The findings were published in Cancer Research, on September 5, 2019.
"In light of these findings, we need to understand whether successful treatment of PTSD would reduce this risk, and whether other types of stress are also risk factors for ovarian cancer," said co-author Andrea Roberts, research scientist at Harvard T.H. Chan School of Public Health.
Ovarian cancer is the deadliest gynecologic cancer and the fifth most common cause of cancer-related death among U.S. women. Studies in animal models have shown that stress and stress hormones can accelerate ovarian tumor growth, and that chronic stress can result in larger and more invasive tumors. A prior study found an association between PTSD and ovarian cancer in humans, but the study included only seven women with ovarian cancer and PTSD.
"Ovarian cancer has been called a 'silent killer' because it is difficult to detect in its early stages; therefore identifying more specifically who may be at increased risk for developing the disease is important for prevention or earlier treatment," said co-author Laura Kubzansky, Lee Kum Kee Professor of Social and Behavioral Sciences at Harvard Chan School.

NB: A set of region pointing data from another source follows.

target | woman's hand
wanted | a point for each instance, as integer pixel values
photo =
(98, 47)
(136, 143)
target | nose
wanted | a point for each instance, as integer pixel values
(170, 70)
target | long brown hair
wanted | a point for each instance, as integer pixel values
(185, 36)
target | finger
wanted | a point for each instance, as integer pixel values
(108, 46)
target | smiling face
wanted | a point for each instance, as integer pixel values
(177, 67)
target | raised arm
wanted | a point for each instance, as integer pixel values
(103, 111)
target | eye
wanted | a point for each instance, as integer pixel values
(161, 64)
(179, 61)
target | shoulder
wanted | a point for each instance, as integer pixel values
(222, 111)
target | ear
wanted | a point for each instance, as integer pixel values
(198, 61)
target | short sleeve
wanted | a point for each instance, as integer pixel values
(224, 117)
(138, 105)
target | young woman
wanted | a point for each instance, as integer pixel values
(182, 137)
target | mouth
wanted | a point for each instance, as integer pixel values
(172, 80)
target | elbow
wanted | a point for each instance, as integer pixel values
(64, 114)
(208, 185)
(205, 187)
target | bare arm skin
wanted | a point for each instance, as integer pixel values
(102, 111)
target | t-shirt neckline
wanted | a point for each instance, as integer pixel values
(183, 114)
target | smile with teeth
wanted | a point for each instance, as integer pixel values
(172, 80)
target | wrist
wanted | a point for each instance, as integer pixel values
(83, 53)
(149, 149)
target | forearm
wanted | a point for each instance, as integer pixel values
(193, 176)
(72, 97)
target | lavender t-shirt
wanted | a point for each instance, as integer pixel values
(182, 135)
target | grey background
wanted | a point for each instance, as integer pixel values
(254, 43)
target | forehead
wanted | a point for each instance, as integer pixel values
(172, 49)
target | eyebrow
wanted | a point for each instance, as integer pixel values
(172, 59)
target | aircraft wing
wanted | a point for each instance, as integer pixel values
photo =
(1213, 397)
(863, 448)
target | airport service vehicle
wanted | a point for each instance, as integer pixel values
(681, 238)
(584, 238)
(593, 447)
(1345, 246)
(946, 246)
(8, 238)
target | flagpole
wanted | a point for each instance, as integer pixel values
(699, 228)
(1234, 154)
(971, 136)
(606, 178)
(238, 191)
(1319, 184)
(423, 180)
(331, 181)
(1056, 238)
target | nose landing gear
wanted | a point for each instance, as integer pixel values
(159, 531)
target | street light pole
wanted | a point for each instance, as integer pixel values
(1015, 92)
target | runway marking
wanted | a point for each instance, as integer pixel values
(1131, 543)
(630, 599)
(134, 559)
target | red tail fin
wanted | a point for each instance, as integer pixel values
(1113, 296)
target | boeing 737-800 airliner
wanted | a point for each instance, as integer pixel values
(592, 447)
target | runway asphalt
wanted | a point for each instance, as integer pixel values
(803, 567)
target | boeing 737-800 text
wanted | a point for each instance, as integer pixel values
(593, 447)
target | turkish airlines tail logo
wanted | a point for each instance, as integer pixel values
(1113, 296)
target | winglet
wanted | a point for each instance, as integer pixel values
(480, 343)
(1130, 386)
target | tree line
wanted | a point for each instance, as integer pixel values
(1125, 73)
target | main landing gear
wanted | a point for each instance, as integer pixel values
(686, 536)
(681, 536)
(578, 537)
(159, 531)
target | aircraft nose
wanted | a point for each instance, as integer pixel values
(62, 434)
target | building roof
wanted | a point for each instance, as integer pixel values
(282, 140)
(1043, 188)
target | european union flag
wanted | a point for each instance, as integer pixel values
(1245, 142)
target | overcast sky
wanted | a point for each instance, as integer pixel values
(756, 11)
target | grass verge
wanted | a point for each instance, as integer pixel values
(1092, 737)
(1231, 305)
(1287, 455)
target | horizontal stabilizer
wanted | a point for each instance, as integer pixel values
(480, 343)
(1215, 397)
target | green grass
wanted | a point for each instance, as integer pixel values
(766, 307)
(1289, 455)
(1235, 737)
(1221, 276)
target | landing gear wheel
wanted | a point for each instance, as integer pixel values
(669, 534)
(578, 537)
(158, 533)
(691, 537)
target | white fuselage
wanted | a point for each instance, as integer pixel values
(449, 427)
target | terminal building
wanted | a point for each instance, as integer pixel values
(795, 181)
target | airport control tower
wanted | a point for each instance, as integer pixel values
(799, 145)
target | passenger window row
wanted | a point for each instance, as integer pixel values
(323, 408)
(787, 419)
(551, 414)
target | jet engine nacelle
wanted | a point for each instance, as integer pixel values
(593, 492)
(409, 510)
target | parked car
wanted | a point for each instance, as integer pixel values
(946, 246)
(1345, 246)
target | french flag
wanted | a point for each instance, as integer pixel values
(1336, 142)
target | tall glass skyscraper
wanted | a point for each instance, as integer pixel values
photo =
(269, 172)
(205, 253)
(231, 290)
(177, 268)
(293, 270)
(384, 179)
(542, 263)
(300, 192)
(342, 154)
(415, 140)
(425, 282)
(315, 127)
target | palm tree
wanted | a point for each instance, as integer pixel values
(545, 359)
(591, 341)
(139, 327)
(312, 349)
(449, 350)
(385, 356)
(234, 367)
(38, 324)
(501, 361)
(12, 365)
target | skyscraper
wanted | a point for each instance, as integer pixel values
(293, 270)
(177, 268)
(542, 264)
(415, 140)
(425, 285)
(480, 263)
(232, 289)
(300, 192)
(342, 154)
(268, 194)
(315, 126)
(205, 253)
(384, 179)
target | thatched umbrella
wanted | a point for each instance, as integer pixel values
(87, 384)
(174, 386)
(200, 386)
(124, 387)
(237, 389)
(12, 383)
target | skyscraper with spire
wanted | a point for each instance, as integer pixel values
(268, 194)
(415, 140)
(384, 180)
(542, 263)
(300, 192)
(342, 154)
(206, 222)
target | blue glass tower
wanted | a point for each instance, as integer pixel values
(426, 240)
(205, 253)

To better understand how PTSD may influence ovarian cancer risk, researchers analyzed data from the Nurses' Health Study II, which tracked the health of tens of thousands of women between 1989 and 2015 through biennial questionnaires and medical records. Participants were asked about ovarian cancer diagnosis on each questionnaire, and information was validated through a review of medical records.
In 2008, 54,763 Nurses' Health Study II participants responded to a supplemental questionnaire focused on lifetime traumatic events and symptoms associated with those events. Women were asked to identify the event they considered the most stressful, and the year of this event. They were also asked about seven PTSD symptoms they may have experienced related to the most stressful event.
Based on the responses, women were divided into six groups: no trauma exposure; trauma and no PTSD symptoms; trauma and 1-3 symptoms; trauma and 4-5 symptoms; trauma and 6-7 symptoms; and trauma, but PTSD symptoms unknown.
After adjusting for various factors associated with ovarian cancer, including oral contraceptive use and smoking, the researchers found that women who experienced 6-7 symptoms associated with PTSD were at a significantly higher risk for ovarian cancer than women who had never been exposed to trauma. Women with trauma and 4-5 symptoms were also at an elevated risk, but the risk did not reach statistical significance.
The study also showed that women who experienced 6-7 symptoms associated with PTSD were at a significantly higher risk of developing the high-grade serous histotype of ovarian cancer--the most common and aggressive form of the disease.
"Ovarian cancer has relatively few known risk factors - PTSD and other forms of distress, like depression, may represent a novel direction in ovarian cancer prevention research," said Shelley Tworoger, associate center director of population science at Moffitt. "If confirmed in other populations, this could be one factor that doctors could consider when determining if a woman is at high risk of ovarian cancer in the future."
Other Harvard Chan School researchers who contributed to the study included Karestan Koenen and Yongjoo Kim. Tianyi Huang of Brigham and Women's Hospital and Harvard Medical School was also a co-author.